Schulleiter erfahren von Plänen aus der Zeitung

Das von Bildungsministerin Doris Ahnen anvisierte Aus für die Hauptschulen wird in der Region mit gemischten Gefühlen gesehen. Der TV hat mit dem Trierer Schuldzernenten Ulrich Holkenbrink sowie betroffenen Schulleitern gesprochen.

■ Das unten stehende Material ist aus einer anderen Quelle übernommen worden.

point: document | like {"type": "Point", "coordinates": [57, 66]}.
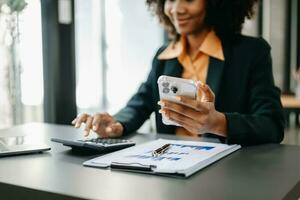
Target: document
{"type": "Point", "coordinates": [182, 158]}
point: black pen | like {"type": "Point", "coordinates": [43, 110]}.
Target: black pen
{"type": "Point", "coordinates": [161, 150]}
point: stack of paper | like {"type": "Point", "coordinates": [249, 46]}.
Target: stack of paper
{"type": "Point", "coordinates": [183, 158]}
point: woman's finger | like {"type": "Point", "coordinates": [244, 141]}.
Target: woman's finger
{"type": "Point", "coordinates": [204, 93]}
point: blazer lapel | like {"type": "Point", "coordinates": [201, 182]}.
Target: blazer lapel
{"type": "Point", "coordinates": [173, 68]}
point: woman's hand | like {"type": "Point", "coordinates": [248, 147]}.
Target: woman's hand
{"type": "Point", "coordinates": [101, 123]}
{"type": "Point", "coordinates": [197, 116]}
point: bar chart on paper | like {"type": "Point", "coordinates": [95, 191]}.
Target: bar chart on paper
{"type": "Point", "coordinates": [182, 157]}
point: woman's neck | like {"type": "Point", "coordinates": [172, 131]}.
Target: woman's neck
{"type": "Point", "coordinates": [194, 41]}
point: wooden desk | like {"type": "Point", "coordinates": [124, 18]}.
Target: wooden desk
{"type": "Point", "coordinates": [258, 172]}
{"type": "Point", "coordinates": [291, 104]}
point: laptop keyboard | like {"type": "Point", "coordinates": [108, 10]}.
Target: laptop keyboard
{"type": "Point", "coordinates": [106, 141]}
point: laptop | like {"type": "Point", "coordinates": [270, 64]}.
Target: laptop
{"type": "Point", "coordinates": [16, 144]}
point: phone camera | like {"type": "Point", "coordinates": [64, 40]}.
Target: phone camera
{"type": "Point", "coordinates": [174, 89]}
{"type": "Point", "coordinates": [165, 84]}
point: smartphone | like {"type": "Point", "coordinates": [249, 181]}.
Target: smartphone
{"type": "Point", "coordinates": [169, 87]}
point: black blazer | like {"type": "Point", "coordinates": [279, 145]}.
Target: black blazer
{"type": "Point", "coordinates": [244, 89]}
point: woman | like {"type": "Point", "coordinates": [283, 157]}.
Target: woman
{"type": "Point", "coordinates": [238, 102]}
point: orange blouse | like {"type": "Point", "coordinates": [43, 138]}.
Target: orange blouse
{"type": "Point", "coordinates": [197, 68]}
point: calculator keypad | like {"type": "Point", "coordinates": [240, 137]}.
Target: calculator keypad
{"type": "Point", "coordinates": [106, 141]}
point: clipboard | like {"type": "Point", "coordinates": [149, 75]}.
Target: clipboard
{"type": "Point", "coordinates": [182, 159]}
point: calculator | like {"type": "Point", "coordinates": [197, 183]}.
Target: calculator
{"type": "Point", "coordinates": [96, 144]}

Trier/Hermeskeil/Konz. (fun) "So weit die Pläne zur Abschaffung der Hauptschule bis jetzt bekannt sind, hätte das für die Stadt Trier gravierende Folgen", sagt Ulrich Holkenbrink auf Anfrage des TV. "Wir sind eine Schulstadt - ganze viele Kinder und Jugendliche wären von der Änderung betroffen." Doch bevor er das Konzept von Bildungsministerin Doris Ahnen bewerten könne, müsse das Ministerium der Stadt erst einmal konkrete Informationen zu den Plänen zukommen lassen. Dann werde in den zuständigen Gremien beraten und zu den Plänen Stellung genommen. "Ich habe die ganze Geschichte der Zeitung entnommen", sagt Holkenbrink. Und fügt kritisch hinzu, dass die Kommunikation des rheinland-pfälzischen Bildungsministeriums mit den Kommunen im Land künftig verbessert werden müsse.Mit seiner Kritik steht Holkenbrink nicht alleine. "Die Informationspolitik des Ministeriums fanden wir schlimm", sagt Clementine Lonquich, Schulleiterin der Theodor-Heuss-Hauptschule in Trier. Von den Plänen aus der Zeitung zu erfahren habe Lehrpersonal und Eltern gleichermaßen verunsichert. In der Sache stehe sie den Plänen jedoch positiv gegenüber. "Der Kollegenkreis hat das Gefühl, dass in Bezug auf die Hauptschulen nun endlich etwas passiert."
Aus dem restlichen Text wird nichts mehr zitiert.